In response to Q570 "Could you explain the concern you have about nuclear waste?" posed by a member of the Welsh Affairs Committee during a House of Commons inquiry into Energy in Wales on March 21, Hugh Richards offered the following response.

.... back in 1980, when there was a test-drilling programme for high-level radioactive waste disposal, I was working for the local authority and I was told, basically, "Stop it; go out there and stop it." As a local government officer, that was like giving me 007. Basically, I did do a lot of 'phoning round, I spoke to a lot of people and one of the persons that I spoke to was Sir Kingsley Dunham, who had just retired as the Government's Chief Geological Adviser, and he was quite worried. He had made a speech about his worries about plutonium, long-lived radioactive waste, and it was for that reason I tracked him down and had a conversation with him. Basically, I asked him, "What are the geological characteristics of a place deep underground where you could dispose of radioactive waste?" What he said was that it needs to be flat-bedded, sedimentary rock which has not been subjected to tectonic activity, it has not been crumpled up by mountain-building, with a very low, or no, water table and no population; in other words, a desert in the middle of a continent. I said, "Well, where does that leave us, in Britain?" and there was just silence; so I assume that is the sort of advice he was giving to the Government before he retired. Everything we have had since is looking at the possibility of disposing of radioactive waste in Britain and this is where I find it is terribly, terribly simple. Can you dispose of it, which means relinquish control over it, or not? If you cannot relinquish control over it, because you have not got enough scientific certainty about what will happen to the method of encapsulating it and putting it underground, then you have to store it.
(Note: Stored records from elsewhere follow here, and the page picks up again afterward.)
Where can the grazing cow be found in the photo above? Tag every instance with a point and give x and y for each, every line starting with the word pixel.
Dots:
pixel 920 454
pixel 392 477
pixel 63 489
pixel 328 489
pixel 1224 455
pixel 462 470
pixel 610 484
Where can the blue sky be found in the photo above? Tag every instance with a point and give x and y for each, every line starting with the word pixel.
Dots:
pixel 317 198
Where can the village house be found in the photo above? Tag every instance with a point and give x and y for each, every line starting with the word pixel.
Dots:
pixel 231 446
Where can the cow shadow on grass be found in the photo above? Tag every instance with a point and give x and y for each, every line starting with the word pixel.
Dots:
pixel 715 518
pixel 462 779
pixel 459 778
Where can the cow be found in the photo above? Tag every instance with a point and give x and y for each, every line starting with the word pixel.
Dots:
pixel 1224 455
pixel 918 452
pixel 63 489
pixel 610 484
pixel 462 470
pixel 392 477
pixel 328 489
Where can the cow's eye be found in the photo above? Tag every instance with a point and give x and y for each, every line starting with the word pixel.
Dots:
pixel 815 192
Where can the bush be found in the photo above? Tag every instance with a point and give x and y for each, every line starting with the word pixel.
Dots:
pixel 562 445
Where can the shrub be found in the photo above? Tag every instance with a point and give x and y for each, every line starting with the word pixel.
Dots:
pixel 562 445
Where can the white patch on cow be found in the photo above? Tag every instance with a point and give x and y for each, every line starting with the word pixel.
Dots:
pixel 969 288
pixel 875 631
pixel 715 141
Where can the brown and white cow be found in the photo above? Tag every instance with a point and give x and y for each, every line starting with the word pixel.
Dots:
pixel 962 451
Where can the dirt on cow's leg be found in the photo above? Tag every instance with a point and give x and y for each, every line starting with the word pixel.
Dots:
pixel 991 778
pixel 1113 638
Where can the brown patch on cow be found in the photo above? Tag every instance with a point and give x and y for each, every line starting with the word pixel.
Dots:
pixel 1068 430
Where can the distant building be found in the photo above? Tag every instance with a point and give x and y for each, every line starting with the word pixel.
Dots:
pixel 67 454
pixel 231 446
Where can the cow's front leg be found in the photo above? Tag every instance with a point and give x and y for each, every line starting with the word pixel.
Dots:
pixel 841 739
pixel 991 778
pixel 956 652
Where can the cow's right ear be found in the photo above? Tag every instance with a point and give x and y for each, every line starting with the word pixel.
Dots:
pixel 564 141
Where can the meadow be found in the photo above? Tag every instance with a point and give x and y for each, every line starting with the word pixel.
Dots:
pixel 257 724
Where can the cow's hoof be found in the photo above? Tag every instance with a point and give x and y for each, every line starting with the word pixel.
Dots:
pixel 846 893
The full (uncorrected) transcript of the oral evidence given to the committee can be found at http://www.parliament.uk/parliamentary_committees/welsh_affairs_committee.cfm

CORWM'S DRAFT RECOMMENDATIONS

Since 1997, there has been a vacuum in UK policy on the long-term management of long-lived and more highly active radioactive wastes. CoRWM has drafted the following integrated package of recommendations. This is the start of a process, leading to CoRWM's final recommendations. Once made, they should be acted upon urgently.

 

  1. Within the present state of knowledge, CoRWM considers geological disposal to be the best available approach for the long-term management of all the material categorised as waste* in the CoRWM inventory when compared with the risks associated with other methods of management.

 

CoRWM takes no position on the desirability or otherwise of nuclear new build. We believe that future decisions on new build should be subject to their own assessment process, including consideration of waste. The public assessment process that should apply to any future new build proposals should build on the CoRWM process, and will need to consider a range of issues including the social, political and ethical issues of a deliberate decision to create new nuclear wastes.

* CoRWM's reference position is that reactor decommissioning wastes within CoRWM's inventory will be treated the same as ILW, destined for geological disposal. However, we recognise that management options taken forward for LLW on reactor sites may also be appropriate, if a safety case could be made, for some reactor decommissioning wastes.